Ceci pourrait être notre avenir : j'entre dans une pièce qui est d'abord une pièce virtuelle avant qu'elle ne devienne des lieux similaires à celui où j'ai rencontré Vera Heyer pour la première fois dans les années 1990. Je suis en déplacement. Je suis dans un avion à destination de Toronto. Je sors mon téléphone intelligent de ma poche et j'ouvre une application, qui pourrait s'appeler Ife, Yoruba pour l'amour ou Sankofa, un mot qui, en Twi, signifie le passé comme point de départ d'un avenir réussi, ou encore ADIAGA, la African Diasporic Guidance App. Une application avec laquelle je peux trouver tout ce qui constitue la vie de personnes d'origine africaine dans un endroit particulier : les monuments historiques avec leurs descriptions, un balado. Je peux tout écouter à loisir.

L'application procure des informations sur les magasins africains, les salons de barbier, les organisations, les salles où les Noirs se rassemblent. Elle mentionne les bibliothèques où je peux faire des recherches sur l'histoire des Noirs, les archives où sont conservées les collections privées. On y trouve un calendrier d’événements, des informations sur des avocats, sur des possibilités d’hébergement. Elle est reliée à une ligne téléphonique d'urgence, spécialement conçue pour les Noirs.

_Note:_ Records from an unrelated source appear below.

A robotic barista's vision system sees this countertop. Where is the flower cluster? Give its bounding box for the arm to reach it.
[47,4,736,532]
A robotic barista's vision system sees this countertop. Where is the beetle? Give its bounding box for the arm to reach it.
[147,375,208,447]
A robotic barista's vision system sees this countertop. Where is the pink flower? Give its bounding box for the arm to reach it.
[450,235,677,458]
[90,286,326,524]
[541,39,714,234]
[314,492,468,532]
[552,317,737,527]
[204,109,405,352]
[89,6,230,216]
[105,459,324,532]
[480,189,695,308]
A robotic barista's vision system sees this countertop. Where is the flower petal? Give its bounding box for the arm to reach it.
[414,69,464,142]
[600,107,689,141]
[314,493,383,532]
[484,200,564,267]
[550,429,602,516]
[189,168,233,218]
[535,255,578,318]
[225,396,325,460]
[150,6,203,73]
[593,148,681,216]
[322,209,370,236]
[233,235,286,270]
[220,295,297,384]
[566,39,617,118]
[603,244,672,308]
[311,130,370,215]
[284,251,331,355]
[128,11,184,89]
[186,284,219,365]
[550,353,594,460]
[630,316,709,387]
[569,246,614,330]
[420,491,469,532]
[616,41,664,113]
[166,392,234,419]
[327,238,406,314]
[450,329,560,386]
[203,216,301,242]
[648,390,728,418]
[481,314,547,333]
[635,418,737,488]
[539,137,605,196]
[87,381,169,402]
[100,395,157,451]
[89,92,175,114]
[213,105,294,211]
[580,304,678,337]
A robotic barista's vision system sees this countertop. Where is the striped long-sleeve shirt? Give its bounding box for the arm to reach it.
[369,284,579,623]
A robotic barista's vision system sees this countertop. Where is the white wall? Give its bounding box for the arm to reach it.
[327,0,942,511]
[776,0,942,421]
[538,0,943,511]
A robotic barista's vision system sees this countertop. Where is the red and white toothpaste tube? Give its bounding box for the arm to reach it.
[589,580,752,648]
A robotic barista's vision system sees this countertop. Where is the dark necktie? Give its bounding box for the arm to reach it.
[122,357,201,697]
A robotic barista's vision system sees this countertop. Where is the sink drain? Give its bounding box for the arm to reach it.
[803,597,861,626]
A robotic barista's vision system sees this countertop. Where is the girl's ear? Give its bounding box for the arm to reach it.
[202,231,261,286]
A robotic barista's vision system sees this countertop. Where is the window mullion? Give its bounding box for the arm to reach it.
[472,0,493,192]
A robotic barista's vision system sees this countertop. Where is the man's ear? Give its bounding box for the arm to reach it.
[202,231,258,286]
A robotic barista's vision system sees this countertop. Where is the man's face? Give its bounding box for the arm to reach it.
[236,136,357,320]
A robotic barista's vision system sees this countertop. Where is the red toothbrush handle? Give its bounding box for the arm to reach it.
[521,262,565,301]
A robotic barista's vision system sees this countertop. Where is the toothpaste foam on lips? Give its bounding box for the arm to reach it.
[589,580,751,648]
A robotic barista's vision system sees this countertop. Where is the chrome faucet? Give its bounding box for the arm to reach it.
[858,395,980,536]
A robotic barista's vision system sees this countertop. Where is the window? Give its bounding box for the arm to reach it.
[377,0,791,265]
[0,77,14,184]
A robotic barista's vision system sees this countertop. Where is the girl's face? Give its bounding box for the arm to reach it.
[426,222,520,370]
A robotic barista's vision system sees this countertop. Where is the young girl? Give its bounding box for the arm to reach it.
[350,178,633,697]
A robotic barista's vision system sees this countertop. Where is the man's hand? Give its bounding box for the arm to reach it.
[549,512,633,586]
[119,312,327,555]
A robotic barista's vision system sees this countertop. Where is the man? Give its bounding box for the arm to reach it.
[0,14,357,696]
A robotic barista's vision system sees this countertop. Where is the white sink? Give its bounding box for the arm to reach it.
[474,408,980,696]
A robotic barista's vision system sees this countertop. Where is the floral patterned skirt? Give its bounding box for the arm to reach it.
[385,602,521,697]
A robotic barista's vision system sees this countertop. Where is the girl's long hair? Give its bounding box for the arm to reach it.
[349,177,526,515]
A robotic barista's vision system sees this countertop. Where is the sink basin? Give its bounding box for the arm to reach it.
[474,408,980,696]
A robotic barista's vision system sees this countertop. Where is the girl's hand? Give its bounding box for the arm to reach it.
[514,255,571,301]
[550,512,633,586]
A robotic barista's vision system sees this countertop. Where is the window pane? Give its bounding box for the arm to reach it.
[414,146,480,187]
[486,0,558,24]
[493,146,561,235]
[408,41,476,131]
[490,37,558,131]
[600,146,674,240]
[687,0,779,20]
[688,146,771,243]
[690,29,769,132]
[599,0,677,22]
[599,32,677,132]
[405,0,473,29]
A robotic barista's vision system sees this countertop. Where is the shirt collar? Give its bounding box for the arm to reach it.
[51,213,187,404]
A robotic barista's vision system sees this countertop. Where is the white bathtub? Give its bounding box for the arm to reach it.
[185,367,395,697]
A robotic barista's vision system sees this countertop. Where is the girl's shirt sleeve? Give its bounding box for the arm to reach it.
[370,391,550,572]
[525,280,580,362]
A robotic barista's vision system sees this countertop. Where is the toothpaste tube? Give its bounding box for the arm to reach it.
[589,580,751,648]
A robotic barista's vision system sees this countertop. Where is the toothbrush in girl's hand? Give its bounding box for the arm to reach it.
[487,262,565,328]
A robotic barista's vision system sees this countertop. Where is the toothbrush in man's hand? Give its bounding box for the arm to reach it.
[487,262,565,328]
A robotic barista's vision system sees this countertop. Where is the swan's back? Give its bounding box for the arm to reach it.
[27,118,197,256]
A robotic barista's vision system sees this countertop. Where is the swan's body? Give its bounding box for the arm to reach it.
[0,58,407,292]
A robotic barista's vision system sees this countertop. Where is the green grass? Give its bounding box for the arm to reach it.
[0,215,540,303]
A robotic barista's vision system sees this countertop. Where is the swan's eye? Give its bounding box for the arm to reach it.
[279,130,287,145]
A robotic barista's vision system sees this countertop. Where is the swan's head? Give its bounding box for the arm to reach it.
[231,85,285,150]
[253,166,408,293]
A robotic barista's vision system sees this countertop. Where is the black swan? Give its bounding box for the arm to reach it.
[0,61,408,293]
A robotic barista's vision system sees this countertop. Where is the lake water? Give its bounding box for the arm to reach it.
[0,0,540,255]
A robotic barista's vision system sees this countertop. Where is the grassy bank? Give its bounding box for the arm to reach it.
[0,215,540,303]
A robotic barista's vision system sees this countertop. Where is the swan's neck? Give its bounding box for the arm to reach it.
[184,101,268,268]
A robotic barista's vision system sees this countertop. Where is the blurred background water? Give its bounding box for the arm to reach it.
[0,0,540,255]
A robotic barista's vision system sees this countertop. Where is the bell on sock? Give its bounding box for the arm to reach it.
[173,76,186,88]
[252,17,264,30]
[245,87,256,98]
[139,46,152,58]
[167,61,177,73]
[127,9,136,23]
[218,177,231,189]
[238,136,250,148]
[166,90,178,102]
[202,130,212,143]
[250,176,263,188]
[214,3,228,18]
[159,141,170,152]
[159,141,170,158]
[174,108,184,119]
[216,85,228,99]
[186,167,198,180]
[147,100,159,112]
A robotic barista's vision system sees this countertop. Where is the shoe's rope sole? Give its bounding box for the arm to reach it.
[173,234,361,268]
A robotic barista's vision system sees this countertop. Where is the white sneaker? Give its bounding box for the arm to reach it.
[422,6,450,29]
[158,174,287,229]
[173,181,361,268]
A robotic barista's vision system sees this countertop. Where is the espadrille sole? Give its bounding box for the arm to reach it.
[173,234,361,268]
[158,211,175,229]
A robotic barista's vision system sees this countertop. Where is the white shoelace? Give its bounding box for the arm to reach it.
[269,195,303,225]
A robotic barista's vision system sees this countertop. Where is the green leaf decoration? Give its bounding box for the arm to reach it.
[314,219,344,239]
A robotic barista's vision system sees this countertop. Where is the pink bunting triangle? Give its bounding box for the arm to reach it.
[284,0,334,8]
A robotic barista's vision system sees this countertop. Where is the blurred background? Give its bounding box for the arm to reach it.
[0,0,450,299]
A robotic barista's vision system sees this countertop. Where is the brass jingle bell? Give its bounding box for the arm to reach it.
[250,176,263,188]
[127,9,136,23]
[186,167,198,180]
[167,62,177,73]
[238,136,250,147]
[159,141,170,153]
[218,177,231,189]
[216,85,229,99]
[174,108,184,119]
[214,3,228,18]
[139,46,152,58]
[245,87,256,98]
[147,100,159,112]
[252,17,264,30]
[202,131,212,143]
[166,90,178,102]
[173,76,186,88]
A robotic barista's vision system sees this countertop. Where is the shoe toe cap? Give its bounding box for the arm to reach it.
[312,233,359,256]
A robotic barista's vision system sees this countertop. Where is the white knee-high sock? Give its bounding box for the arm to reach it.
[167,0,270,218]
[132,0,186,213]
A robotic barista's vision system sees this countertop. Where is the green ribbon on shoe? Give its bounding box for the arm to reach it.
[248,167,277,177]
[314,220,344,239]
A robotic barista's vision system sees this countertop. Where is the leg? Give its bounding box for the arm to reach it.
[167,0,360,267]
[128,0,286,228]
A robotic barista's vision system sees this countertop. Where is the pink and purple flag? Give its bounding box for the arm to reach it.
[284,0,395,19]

Je sais que lorsque je voyage au Brésil, en Guyane, aux États-Unis, en France, en Angleterre, en Suède, au Nigeria, en Afrique du Sud, au Ghana, en Éthiopie, au Sénégal, je sors mon téléphone intelligent de ma poche, je me renseigne et au bout d'une heure, je suis au coeur de la vie de personnes d'origine africaine, d’Africains, de la diaspora africaine, et je découvre comment, dans le présent et au quotidien, toutes ces personnes façonnent leur avenir en fonction du passé.